Science - February 14, 2012

Unique DNA mutation in rare cow

Witrik cattle have an unusual genetic structure never before observed in mammals. Pieces of DNA form a circle and move from one chromosome to another.

This is reported by Belgium researchers from Liège and the Centre for Genetic Resources, the Netherlands (CGN) in Wageningen in early February in Nature. CGN collected DNA from Witrik cows jointly with other Belgium researchers and the Dutch Rare Domestic Animal Breeds Foundation.

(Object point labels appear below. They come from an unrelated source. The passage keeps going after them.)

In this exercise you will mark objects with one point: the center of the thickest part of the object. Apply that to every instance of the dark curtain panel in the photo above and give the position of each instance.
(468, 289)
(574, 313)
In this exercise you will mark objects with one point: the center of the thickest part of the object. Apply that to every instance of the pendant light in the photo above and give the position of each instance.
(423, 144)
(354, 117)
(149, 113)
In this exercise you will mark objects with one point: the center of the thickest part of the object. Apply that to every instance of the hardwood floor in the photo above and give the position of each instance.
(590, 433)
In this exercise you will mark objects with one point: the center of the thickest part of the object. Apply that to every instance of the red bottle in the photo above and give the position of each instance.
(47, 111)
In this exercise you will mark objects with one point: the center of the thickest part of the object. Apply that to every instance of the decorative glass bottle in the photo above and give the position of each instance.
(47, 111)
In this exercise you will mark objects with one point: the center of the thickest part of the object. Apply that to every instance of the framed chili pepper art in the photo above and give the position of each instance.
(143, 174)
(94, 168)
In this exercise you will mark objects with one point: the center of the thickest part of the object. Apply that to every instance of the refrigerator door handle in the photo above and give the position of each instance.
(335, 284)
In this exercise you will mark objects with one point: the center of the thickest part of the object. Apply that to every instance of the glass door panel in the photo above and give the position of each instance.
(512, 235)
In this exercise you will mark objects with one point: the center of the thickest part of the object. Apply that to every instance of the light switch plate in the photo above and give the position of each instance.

These animals are characterized by a white stripe on their backs. The native Witrik is still being bred by several Dutch breeders to maintain its numbers. The Belgian Blue from Belgium also has this distinctive colour marking.
Liège researchers examined the DNA of these breeds for a genetic explanation of the white stripe. They discovered that a piece of DNA of chromosome 6 forms a circle which then moves to chromosome 29. When this circle is present in a chromosome 29, the white stripe appears in the Belgian Blue and the coloured Dutch animals. If both chromosomes 29 have the circle in them, the animal is almost entirely white.
Never before have geneticists shown that DNA pieces can move from one to another chromosome in the form of a circle. This discovery puts the researchers on a new trail in the study into mutations in hereditary material. Nothing much changes for the Witrik cattle breeders, though.